Reframing New Year’s Resolutions

The vast majority of us are well aware of the futility of New Year’s resolutions. Many of us have simply stopped making them, knowing that we’re not likely to honor these commitments for more than a few weeks. Forgoing new year’s resolutions avoids the inevitable disappointment we feel when we fail to honor the commitments we made to ourselves. It also helps us avoid hits to our confidence.

As the new year is approaching I find myself, once again, wondering whether or not to make new year’s resolutions. I hadn’t for the past several years, but I couldn’t help but wondering whether or not that inaction was serving me well. During these mental meanderings I realized why I wasn’t fulfilling previous resolutions. I’d like to share what I discovered with you.

Resolution

Implicit in the word resolution is the word “should.” When we make new year’s resolutions we typically are resolving to do things we know that we should do, but aren’t doing. Consequently, we ask ourselves to do things we don’t really want to do. Who really wants to lose weight or exercise more frequently? Who wants to more consistently perform tasks that need doing but we hate doing?

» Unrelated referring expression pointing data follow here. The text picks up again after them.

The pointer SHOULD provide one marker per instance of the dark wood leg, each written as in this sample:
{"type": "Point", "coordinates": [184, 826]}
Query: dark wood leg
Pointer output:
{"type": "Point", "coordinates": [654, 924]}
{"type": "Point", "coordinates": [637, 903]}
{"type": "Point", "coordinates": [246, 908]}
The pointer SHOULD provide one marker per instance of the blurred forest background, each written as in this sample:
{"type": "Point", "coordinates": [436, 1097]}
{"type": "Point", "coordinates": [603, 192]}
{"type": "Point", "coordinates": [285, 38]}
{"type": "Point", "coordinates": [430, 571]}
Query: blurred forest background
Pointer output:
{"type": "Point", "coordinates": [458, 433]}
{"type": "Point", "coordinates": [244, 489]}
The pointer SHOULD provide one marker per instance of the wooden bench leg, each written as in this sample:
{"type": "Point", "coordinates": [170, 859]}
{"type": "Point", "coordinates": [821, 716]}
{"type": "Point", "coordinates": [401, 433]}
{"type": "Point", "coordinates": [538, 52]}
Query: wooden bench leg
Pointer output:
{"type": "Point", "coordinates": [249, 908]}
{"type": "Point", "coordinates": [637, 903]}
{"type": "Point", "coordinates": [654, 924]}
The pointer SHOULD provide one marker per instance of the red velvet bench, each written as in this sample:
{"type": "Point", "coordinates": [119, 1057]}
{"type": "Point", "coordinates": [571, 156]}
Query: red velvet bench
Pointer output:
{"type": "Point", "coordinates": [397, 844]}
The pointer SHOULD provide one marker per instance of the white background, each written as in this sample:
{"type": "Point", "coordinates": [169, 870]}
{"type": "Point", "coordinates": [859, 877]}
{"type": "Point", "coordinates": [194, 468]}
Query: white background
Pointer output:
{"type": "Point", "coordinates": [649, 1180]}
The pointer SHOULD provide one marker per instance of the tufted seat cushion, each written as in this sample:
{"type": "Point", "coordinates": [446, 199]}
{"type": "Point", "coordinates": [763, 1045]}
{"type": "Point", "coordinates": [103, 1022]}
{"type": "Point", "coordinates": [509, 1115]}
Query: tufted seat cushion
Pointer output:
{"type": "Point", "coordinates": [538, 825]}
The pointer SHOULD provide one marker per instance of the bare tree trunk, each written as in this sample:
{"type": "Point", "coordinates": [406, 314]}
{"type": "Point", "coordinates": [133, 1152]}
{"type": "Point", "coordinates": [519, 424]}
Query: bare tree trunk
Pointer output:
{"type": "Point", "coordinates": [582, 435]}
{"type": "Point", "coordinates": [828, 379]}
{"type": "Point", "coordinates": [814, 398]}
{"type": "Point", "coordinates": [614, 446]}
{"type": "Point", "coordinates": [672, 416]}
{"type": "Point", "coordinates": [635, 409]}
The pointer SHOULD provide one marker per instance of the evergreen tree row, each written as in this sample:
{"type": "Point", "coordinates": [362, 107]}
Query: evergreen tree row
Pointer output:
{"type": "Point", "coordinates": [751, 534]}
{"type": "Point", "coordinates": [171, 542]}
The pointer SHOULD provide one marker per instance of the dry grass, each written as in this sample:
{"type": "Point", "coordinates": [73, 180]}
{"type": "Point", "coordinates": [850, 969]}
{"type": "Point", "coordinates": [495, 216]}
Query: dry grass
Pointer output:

No one that I know. Oh, we say that’s what we want, but if we truly wanted that result we’d already be doing it. So the key to making new year’s resolutions work is to reframe what we want into something we enjoy.

Reframing

Let’s say that I resolve to lose 15 pounds and exercise more consistently. While logically I know I’ll be better off doing these things, neither resolution creates any desire to do them. In other words, I need to reframe these resolutions in a way that creates desire. But before we get to desire, we have to tap into what we already know.

Knowledge

I know that when I exercise I crave better foods. I’m also less likely to overeat. Armed with this knowledge I can now pursue activities that I enjoy that can replace what we traditionally view as exercise. I know that I’m more likely to engage in activities I enjoy and that, as a result, I’ll develop better eating habits. I know that the combination of the two will produce the desired result. And it’s all driven by desire.

Desire

I enjoy being outdoors. So I explore activities that enable me to be outdoors and active. This fall, on a particularly beautiful day, I used a long-pole trimmer to take out the lower limbs on some of our trees. On other beautiful days, I hand raked the leaves in the yard.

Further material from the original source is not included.